Aim of the study:We studied the metabolites in the brain tissue of Alzheimer's Disease (AD) transgenic mice to investigate how Jiedu Yizhi Formula (JDYZF) protects against AD and to validate the scientific basis of the prescription using the "Marrow deficiency and toxin damage" theory.
Materials and methods: The effect of JDYZF treatment on cognitive dysfunction was evaluated using the Morris water maze test in the APP/PS1 transgenic mouse model. Furthermore, the impact of JDYZF on typical AD pathology was assessed through Hematoxylin-eosin staining. Additionally, the protective effect of JDYZF on AD neurons was studied using Nissl staining. Moreover, potential mechanisms of action were analyzed through LC-MS/MS-based untargeted metabolomics of mouse brain tissue.

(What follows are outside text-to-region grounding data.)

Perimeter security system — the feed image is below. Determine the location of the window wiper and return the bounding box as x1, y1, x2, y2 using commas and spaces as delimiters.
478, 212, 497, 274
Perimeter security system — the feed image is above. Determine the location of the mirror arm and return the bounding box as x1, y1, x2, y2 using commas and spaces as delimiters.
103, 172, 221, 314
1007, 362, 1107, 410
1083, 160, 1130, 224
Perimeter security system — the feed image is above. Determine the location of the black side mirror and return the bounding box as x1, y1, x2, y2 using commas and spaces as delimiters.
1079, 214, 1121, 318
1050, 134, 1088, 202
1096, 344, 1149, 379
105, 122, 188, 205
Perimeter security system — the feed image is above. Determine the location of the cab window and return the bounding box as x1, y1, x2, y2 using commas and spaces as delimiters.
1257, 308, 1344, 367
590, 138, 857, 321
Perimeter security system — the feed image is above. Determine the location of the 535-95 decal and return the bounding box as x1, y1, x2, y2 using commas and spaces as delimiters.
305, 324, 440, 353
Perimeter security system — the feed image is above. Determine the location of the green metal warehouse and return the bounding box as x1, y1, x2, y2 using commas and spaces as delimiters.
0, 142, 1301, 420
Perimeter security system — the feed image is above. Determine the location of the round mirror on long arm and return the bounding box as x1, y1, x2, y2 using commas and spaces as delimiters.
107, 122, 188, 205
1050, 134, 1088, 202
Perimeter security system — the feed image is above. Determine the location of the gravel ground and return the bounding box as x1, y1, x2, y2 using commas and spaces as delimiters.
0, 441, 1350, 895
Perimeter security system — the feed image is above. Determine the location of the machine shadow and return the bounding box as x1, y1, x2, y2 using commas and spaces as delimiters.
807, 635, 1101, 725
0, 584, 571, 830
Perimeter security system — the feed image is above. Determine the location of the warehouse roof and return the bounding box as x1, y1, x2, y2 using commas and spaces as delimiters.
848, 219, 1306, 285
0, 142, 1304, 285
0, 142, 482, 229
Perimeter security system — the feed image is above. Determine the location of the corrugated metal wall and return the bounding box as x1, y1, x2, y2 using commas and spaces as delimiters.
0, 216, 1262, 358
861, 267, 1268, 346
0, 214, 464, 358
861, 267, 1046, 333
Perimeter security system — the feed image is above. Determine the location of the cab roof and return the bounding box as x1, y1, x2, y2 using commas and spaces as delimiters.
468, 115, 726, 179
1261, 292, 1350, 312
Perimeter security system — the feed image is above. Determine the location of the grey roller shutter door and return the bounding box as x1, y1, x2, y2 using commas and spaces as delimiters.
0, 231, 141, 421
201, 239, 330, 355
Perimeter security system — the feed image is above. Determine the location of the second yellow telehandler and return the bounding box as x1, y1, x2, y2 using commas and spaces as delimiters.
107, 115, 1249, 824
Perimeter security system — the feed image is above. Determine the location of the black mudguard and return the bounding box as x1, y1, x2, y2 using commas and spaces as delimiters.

Results: The administration of JDYZF significantly ameliorated memory deficits and mitigated typical histopathological changes in AD mice. Upon comparison of the differential metabolites between the model control group and the blank control group with those between the JDYZF group and the model control group, 17 endogenous metabolites, including 1-methyluric acid, were found to be significantly different. These differential metabolites were primarily involved in the pathways of caffeine metabolism and glycerophospholipid metabolism.
Conclusion: In this study, we have effectively illustrated the neuroprotective effect of JDYZF on AD through experimentation with the APP/PS1 transgenic mouse model. The findings indicate that the utilization of JDYZF can ameliorate the metabolic disruptions in brain tissue and serve as a viable therapeutic intervention for AD.